O avanço de grupos milicianos, inclusive, através de figuras políticas eleitas é escancarado no Rio de Janeiro. As milícias perpetram práticas anti-democráticas, como o curral eleitoral, penetram no Estado e aplicam diversas outras estratégias mafiosas sofisticadas para se manter no poder. O assassinato da vereadora cria da Maré Marielle Franco denota a força das milícias e de sua sanha por terra.
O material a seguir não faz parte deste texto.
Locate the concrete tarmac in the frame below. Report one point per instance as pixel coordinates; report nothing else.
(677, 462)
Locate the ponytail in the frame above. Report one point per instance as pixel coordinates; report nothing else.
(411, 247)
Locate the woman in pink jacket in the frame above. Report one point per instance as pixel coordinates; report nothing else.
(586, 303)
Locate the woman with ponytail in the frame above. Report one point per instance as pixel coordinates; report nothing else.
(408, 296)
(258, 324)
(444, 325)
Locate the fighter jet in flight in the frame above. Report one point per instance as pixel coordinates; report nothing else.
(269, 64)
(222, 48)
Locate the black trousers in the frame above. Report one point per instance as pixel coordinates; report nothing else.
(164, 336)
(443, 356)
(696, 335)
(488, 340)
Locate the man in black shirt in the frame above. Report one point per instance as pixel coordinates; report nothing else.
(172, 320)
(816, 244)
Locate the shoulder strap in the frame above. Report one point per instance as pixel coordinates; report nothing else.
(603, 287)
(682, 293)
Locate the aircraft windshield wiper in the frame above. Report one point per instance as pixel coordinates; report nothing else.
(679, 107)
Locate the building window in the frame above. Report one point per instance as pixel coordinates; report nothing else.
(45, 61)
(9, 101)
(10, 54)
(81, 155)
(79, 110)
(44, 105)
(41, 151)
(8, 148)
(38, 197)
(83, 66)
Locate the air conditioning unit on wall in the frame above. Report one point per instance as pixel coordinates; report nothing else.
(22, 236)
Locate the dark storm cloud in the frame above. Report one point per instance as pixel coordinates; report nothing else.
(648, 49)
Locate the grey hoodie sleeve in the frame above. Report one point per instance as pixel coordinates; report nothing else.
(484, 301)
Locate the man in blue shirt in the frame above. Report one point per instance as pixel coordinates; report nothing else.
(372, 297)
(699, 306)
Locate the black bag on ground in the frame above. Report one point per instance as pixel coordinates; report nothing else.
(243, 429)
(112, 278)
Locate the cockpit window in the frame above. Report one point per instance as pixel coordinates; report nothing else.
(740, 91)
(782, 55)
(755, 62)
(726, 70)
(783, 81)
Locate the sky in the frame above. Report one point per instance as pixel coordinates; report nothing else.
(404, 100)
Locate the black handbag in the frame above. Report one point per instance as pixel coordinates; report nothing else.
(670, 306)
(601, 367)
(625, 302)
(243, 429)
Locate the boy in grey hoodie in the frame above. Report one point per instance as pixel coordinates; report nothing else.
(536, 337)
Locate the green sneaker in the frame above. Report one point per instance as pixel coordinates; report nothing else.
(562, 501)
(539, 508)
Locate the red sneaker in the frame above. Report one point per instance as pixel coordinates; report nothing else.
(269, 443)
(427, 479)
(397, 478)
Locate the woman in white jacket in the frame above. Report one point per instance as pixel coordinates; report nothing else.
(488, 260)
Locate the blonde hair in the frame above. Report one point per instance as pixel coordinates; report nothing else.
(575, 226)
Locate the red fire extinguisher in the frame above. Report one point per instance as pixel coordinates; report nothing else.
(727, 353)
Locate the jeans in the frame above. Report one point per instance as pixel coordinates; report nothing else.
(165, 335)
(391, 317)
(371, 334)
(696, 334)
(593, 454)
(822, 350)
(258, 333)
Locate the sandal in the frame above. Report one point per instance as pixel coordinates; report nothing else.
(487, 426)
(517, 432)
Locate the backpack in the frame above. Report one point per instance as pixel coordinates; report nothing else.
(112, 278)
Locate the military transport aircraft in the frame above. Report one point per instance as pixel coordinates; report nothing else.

Há tempos, percebe-se o avanço da exploração imobiliária como um dos principais braços financeiros do crime organizado carioca, seja da milícia ou das facções do tráfico de drogas. As quadrilhas da especulação imobiliária ilegal exploram e põem em risco pessoas de baixa renda, desassistidas pelo Estado e pelo mercado imobiliário formal, e ganham muito dinheiro e influência política a partir do parcelamento fácil e das acessíveis condições de pagamento, ao mesmo tempo em que, para os moradores, é talvez a única possibilidade de realizar o sonho da casa própria. Essas quadrilhas, segundo a polícia, passaram a fornecer moradia para grandes parcelas da população que, de outra forma, ficariam desamparadas. Enquanto os bancos impõem regras praticamente inatingíveis para pessoas de baixa renda e faveladas, as milícias e o tráfico facilitam, aquecem um mercado lucrativo, que tem trazido cada vez mais influência territorial e política para as quadrilhas que atuam no Rio de Janeiro. Quem perde? Quem sempre perdeu e ficou para trás: os moradores de favela, a maioria afro-brasileira, cujo direito à moradia, desde a abolição da escravatura, vem sendo sistematicamente negado. Às favelas, restam poucas opções: a auto-construção, a construção coletiva por meio de mutirões ou a mercê de quadrilhas que tentam lucrar com a negligência do Estado.
*Os nomes de todos envolvidos no texto, todos moradores da Maré, são fictícios para preservar a segurança dos mesmos.